Zdumiewa mnie naiwność moich rodaków, po 20 latach rolowania nas przez "układ okrągłego stołu". Zabetonowaniu sceny politycznej, wielu z nich chce głosować na krew z krwi tychże polityków. (...) Pytanie, czy nasi rodacy już tak zdurnieli za przeproszeniem czy po prostu są produktem marketingowym 20 lat transformacji i dostają produkt na miarę tej transformacji? Co się najlepiej dziś sprzedaje? Na czy można robić kasę w naszym kraju? Na masówce, badziewiu, taniosze i tandecie.
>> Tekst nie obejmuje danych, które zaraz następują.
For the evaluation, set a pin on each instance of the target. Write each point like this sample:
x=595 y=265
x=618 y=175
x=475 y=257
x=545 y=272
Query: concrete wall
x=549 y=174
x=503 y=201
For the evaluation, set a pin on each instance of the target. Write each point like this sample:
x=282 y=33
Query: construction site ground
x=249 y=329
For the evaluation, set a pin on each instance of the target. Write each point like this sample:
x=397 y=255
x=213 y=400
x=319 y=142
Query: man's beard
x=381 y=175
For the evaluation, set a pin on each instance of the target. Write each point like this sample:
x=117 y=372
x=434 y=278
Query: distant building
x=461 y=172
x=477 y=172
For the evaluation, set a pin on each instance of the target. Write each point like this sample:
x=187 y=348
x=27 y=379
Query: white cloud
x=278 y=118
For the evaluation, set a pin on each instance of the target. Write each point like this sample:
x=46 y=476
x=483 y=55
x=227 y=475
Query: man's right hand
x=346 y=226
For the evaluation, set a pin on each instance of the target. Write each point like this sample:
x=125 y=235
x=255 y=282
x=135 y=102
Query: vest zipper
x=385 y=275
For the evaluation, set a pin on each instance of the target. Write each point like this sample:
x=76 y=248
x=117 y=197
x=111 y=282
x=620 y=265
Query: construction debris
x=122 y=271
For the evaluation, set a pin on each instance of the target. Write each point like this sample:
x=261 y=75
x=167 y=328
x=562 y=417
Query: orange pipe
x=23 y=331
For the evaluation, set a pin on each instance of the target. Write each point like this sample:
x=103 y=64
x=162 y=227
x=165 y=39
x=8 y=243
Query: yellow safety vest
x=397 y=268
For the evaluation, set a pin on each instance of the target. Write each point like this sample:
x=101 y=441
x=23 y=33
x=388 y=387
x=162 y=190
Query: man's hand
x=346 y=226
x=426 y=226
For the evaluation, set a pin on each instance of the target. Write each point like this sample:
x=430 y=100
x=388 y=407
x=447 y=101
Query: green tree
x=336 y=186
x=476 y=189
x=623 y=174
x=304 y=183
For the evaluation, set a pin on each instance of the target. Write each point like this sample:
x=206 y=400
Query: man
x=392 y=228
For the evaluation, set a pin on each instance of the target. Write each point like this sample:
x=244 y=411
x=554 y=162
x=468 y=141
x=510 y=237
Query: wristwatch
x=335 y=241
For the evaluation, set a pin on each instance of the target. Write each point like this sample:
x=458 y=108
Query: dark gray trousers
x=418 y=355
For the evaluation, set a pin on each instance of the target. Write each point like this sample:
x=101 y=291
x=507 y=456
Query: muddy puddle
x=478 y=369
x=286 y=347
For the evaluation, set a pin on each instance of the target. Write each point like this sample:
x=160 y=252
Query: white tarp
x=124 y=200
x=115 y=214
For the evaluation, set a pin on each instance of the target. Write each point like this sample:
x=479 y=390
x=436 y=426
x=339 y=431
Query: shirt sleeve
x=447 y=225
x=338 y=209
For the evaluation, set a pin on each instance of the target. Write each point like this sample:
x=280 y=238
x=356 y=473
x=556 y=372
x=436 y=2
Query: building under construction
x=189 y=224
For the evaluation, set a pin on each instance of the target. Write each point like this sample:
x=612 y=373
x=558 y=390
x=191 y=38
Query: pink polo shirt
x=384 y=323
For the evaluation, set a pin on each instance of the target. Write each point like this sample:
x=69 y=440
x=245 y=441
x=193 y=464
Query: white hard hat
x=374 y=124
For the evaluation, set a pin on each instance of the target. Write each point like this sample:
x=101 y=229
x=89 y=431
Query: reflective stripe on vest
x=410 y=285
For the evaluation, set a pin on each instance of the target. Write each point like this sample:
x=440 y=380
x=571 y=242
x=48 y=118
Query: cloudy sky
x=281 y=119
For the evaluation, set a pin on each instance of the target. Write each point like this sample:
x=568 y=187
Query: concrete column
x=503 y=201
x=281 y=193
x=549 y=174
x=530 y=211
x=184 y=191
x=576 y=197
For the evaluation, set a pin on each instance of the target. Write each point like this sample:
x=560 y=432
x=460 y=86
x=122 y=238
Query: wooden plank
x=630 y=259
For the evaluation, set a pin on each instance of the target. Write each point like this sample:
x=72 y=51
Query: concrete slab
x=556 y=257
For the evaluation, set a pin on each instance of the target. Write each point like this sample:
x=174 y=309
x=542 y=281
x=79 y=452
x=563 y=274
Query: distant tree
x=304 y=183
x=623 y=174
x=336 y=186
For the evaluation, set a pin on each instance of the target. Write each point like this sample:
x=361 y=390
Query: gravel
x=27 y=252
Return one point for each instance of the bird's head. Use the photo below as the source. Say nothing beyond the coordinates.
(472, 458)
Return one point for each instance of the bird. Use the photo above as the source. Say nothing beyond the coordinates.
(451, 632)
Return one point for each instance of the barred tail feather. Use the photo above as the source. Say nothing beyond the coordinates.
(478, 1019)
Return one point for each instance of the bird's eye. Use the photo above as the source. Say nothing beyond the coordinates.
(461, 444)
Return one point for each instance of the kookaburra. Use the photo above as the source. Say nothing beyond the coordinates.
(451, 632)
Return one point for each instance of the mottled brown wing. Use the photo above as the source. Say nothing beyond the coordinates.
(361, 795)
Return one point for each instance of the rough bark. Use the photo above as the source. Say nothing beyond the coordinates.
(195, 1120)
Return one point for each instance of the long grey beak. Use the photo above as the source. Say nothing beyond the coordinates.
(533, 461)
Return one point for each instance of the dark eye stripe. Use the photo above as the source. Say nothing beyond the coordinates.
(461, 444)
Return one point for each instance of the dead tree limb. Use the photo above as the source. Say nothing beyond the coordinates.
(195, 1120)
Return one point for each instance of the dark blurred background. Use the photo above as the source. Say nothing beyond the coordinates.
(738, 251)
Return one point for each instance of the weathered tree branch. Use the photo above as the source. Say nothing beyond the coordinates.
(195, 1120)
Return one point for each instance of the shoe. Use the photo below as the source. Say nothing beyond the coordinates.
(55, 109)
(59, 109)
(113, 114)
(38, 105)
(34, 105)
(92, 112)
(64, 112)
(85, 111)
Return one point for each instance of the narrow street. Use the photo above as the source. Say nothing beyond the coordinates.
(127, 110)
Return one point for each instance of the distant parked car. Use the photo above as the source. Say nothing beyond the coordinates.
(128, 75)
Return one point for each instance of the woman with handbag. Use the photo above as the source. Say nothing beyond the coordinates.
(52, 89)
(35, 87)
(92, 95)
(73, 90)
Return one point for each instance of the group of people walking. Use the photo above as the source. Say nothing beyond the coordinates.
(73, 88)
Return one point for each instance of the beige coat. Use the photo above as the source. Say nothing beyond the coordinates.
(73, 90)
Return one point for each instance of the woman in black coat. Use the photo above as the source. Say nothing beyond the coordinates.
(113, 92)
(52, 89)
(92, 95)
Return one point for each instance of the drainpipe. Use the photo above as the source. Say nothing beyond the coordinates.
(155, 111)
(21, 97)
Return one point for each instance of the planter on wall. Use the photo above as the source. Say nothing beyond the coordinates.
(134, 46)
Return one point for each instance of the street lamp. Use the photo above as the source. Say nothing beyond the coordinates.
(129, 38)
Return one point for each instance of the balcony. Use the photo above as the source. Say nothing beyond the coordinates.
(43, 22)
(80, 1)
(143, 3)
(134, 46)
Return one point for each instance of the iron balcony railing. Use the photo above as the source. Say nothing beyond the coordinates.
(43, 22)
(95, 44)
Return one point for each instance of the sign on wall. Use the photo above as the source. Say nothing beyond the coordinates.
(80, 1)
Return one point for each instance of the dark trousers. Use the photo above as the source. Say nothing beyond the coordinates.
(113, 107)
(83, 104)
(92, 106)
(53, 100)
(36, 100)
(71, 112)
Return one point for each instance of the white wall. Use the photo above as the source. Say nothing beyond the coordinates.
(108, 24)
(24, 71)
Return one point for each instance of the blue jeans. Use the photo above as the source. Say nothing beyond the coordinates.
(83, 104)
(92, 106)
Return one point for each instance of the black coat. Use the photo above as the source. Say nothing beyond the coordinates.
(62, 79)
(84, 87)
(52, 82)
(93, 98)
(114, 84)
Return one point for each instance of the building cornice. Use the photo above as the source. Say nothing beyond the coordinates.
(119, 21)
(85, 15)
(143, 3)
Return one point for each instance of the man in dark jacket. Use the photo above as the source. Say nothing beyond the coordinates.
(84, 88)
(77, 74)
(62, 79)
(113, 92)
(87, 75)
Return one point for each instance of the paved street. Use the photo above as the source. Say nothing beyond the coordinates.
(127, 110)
Tak jak nie stać dużej części Polaków (co nie jest winą ich samych tylko w większości polityków takich jak Palikot) na porządne rzeczy więc kupują chińszczyznę, tak po 20 latach transformacji nie stać części z nich na PRZECZYTANIE ZE ZROZUMIENIEM I PRZEANALIZOWANIE NAJBARDZIEJ PRYMITYWNEGO PROGRAMU POLITYCZNEGO. Programu Palikota. Palikot to zrozumiał i przyglądając się jego "programowi" mogę stwierdzić, że jest to produkt nie stworzony, bo jest w tym jakiś zamysł dla Polski, to produkt marketingowy poprzedzony dokładnymi badaniami by pozyskiwać poszczególne grupy osób w myśl zasady dla każdego coś miłego.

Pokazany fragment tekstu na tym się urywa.